O termo ecologia profunda surgiu no artigo “The shallow and the deep, long-range ecology movement” (NAESS, 1973). Worster (2011b, p. 360) afirma que o movimento da ecologia profunda começou a aparecer em vários países com o objetivo de promover o “igualitarismo biosférico” entre as espécies. O artigo de 1973, escrito pelo filósofo norueguês Arne Naess, consistia essencialmente em sistematizar uma série de sete princípios caracterizadores da ecologia profunda (deep, ecocêntrica), em contraponto à ecologia rasa (shallow, antropocêntrica).

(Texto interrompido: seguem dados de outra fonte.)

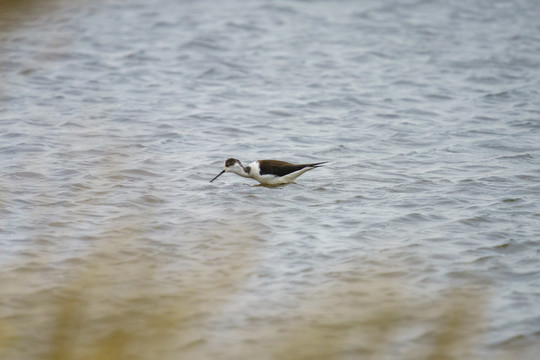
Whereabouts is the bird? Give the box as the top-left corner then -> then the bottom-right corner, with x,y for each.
210,158 -> 326,185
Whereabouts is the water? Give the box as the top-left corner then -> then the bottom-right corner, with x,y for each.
0,0 -> 540,359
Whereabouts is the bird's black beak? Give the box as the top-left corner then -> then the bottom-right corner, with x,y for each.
210,170 -> 225,182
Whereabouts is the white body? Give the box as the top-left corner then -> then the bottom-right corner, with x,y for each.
225,161 -> 315,185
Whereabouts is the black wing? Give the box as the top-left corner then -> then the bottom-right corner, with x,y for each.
259,160 -> 325,176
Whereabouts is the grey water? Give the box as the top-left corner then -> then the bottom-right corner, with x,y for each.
0,0 -> 540,359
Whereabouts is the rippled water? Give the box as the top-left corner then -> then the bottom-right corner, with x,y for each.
0,0 -> 540,359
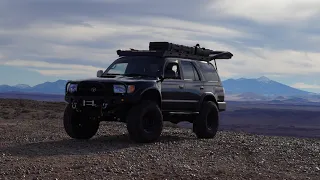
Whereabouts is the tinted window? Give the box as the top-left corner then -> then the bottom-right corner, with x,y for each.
103,56 -> 163,76
198,62 -> 219,81
181,61 -> 199,81
164,61 -> 181,79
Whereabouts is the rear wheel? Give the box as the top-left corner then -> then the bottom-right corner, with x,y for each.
127,101 -> 163,143
63,104 -> 100,139
193,101 -> 219,139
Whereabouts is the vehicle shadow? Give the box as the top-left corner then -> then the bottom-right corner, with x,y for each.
0,134 -> 192,157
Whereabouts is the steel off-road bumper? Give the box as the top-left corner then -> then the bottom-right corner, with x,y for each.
218,102 -> 227,111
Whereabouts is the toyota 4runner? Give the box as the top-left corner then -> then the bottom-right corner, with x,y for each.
63,42 -> 233,143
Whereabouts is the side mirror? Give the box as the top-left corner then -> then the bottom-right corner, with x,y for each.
97,70 -> 103,77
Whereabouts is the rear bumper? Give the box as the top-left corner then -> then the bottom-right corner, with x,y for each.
218,102 -> 227,111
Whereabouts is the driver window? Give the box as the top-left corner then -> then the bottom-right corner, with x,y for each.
164,62 -> 181,79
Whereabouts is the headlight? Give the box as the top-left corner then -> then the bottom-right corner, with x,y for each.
113,85 -> 126,93
67,84 -> 78,93
113,84 -> 135,94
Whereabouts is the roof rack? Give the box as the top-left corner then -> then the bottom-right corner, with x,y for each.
117,42 -> 233,61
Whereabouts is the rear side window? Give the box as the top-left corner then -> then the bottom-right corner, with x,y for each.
181,61 -> 200,81
198,62 -> 219,81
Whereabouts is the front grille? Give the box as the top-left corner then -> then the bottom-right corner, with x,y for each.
77,81 -> 113,96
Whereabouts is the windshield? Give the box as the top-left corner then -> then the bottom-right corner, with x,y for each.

Naess esclareceu que a ecologia profunda não era derivada da lógica ou indução, mas sim da observação das lutas ecológicas. A ecologia, para ele, era uma ciência limitada que fazia uso de métodos insuficientes para embasar as lutas políticas dos ecologistas. Por isso, defendia a filosofia como fórum mais geral do debate sobre os fundamentos do movimento, tanto no nível descritivo, quanto prescritivo, pois a política é uma de suas subseções. A ecologia profunda era, de acordo com Naess, uma “ecosofia”, ou seja, uma filosofia de harmonia ecológica ou de equilíbrio, abertamente normativa, que continha as normas, regras, postulados, valores e hipóteses sobre o estado de coisas em nosso universo; um tipo de sabedoria política, uma prescrição, e não somente uma descrição científica e uma previsão (NAESS, 1973).
A ecologia profunda propõe uma ética da inter-relação, “segundo a qual todas as formas de vida têm igual direito de viver e desabrochar. [...] os seres humanos não são moralmente privilegiados em nenhum aspecto, nesse esquema ecológico das coisas” (MATHEWS, 2005, p. 228). Além disso, rejeita a perspectiva dualista dos seres humanos e da natureza como separados e diferentes: “é preciso viver de acordo, e não em desarmonia, com os ritmos naturais” (PEPPER, 2000, p. 34).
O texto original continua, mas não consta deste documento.